2005 Fiscal Year Annual Research Report
線維芽細胞増殖因子受容体KGFRの遺伝子発現制御による大腸癌分子標的治療の可能性
Project/Area Number |
16591360
|
Research Institution | NIPPON MEDICAL SCHOOL |
Principal Investigator |
渡辺 昌則 日本医科大学, 医学部, 講師 (70267227)
|
Keywords | Keratinocyte growth factor / 大腸癌 / 細胞増殖因子 / KGF receptor (KGFR) / 免疫組織化学 |
Research Abstract |
癌転移に不可欠な細胞増殖、血管新生に重要な役割を果たしている線維芽細胞増殖因子FGFは22種が報告されており、受容体の局在の相違から線維芽細胞、血管内皮細胞、癌細胞を含めた上皮細胞などに作用する事が知られている。
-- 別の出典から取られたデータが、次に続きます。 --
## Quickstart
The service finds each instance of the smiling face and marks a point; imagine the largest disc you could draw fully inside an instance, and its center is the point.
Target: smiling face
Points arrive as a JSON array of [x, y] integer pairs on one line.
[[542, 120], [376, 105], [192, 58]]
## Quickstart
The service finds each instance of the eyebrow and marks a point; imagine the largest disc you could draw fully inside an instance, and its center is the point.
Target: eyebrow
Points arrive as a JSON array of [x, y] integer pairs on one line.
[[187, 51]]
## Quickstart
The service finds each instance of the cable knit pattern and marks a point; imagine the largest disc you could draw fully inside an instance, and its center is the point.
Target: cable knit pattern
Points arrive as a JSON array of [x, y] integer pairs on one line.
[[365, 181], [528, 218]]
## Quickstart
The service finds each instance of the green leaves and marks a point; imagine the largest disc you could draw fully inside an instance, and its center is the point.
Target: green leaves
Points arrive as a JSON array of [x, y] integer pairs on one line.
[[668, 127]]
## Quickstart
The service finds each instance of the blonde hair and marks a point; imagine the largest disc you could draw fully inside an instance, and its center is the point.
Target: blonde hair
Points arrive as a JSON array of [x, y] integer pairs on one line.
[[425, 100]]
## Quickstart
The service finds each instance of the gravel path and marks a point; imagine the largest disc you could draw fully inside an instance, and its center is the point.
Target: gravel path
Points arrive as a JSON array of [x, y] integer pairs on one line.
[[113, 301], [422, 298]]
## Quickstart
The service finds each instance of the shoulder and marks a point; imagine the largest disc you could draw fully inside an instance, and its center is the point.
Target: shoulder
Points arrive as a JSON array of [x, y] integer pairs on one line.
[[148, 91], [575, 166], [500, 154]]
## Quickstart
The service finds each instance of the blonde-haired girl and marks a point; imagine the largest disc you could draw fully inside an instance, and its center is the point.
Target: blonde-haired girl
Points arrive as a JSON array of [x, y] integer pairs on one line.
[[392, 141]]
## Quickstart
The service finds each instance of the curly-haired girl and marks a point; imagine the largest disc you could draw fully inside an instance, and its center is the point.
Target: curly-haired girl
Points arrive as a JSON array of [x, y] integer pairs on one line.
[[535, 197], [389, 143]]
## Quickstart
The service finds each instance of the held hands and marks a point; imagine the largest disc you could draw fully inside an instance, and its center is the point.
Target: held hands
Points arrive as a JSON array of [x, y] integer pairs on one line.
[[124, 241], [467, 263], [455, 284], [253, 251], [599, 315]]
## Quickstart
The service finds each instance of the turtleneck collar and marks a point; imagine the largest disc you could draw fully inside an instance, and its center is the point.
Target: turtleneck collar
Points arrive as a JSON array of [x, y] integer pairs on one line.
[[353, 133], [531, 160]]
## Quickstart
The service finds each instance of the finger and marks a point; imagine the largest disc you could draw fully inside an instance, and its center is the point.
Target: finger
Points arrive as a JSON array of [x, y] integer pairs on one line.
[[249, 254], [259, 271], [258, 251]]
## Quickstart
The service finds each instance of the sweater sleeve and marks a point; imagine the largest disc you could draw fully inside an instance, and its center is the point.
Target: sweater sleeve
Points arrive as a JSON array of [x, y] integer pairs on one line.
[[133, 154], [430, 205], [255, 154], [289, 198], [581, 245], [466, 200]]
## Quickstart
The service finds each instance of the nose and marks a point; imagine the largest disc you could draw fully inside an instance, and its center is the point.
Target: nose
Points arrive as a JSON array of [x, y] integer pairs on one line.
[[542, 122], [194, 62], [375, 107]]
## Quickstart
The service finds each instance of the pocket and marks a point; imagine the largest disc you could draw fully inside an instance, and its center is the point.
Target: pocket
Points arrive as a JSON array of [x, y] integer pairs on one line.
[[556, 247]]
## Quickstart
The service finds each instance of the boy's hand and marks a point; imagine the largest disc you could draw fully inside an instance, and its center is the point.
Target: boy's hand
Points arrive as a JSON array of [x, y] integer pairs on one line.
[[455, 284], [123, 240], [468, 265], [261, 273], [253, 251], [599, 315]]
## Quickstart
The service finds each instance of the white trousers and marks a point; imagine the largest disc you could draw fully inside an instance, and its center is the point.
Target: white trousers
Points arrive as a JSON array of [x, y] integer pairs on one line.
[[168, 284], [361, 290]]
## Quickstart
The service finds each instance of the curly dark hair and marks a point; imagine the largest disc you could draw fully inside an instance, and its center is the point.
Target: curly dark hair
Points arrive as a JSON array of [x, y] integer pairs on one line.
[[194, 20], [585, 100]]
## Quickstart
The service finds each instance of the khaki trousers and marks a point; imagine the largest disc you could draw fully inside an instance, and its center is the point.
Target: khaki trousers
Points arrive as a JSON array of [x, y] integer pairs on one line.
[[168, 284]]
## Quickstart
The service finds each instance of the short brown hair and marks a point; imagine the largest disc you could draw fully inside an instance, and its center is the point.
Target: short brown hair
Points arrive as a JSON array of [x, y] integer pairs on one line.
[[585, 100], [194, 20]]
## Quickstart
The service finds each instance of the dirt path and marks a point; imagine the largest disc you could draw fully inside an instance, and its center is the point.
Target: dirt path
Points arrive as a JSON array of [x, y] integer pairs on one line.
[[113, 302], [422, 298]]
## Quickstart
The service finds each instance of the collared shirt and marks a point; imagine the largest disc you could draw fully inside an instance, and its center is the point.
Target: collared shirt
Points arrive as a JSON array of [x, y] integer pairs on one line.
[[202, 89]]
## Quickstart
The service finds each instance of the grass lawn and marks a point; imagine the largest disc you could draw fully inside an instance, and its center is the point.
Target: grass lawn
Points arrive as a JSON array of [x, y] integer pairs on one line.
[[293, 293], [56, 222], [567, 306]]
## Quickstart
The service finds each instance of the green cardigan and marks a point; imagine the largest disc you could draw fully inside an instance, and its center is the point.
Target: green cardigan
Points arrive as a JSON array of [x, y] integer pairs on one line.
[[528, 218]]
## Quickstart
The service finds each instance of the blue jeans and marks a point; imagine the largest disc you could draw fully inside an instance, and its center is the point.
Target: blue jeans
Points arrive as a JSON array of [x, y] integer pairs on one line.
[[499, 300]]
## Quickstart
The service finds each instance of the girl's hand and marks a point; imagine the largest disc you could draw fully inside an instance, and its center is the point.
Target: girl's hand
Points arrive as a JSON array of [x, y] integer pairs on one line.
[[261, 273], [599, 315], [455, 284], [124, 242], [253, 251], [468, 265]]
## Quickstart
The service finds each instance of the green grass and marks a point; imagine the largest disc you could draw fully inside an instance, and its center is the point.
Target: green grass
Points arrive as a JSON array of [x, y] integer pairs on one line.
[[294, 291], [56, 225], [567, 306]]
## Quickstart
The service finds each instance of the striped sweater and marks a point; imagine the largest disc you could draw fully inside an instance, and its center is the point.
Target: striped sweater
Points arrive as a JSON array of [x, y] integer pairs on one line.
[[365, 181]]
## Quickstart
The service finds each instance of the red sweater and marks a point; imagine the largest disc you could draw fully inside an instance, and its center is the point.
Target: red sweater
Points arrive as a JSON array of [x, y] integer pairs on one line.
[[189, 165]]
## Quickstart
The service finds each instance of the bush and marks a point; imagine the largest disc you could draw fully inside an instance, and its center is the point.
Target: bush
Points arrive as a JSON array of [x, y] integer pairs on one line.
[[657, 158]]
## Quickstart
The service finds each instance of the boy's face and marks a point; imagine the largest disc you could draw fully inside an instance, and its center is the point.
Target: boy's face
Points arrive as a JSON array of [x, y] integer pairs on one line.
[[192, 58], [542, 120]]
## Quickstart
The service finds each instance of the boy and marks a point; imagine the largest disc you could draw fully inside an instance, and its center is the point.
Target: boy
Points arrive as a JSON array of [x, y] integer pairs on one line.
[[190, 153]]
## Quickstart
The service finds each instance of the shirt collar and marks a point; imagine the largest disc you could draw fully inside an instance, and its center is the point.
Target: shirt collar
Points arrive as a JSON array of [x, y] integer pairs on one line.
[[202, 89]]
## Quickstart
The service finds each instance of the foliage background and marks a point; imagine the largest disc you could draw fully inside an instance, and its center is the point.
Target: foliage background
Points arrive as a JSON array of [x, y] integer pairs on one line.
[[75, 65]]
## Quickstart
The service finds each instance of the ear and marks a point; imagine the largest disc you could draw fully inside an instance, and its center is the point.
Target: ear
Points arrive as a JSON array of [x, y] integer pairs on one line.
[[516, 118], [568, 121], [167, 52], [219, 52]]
FGFのうち、FGF-7とFGF-10は50%以上のアミノ酸相同性を示し、別名をKeratinocyte Growth Factor (KGF)-1,2と呼ばれ、上皮細胞に存在する同一のFGF Receptor 2iiib (KGFR)を介して、癌細胞を含めた上皮細胞の増殖に関与している。現在4種類のFGF receptorが報告されているが、KGFRはFgfr2遺伝子の選択的スプライシングにより産生され、KGFRは上皮細胞に特異的に局在し、FGF-1、FGF-3、FGF-7(KGF)、FGF-10(KGF-2)などと結合する事により細胞増殖に関与する事が知られている。 我々は1999年より、大腸癌組織におけるKGF,KGF-2とreceptorであるKGFRの発現、局在を研究し、線維芽細胞、大腸癌細胞で産生されたKGFが、paracrine、autocrineに大腸癌の増殖に関与している事を報告した。2001年KGFのantisense oligonucleotideを作製し、mRNAレベルでのKGF作用の阻害、2003年short interfering RNA (siRNA)を用いて、KGFRの遺伝子レベルでの阻害を試みた。しかし、いずれの大腸癌細胞増殖抑制実験においても充分な効果は得られず、KGF作用抑制による大腸癌細胞増殖制御については証明できなかった。一方、大腸癌組織における免疫組織化学染色の結果では、KGFRは低分化型の大腸癌には全くみられず、多くの分化型大腸癌に認められた事から、逆にKGFの作用は腺管構造の形成やその維持に強く関与している事を2005年に報告した。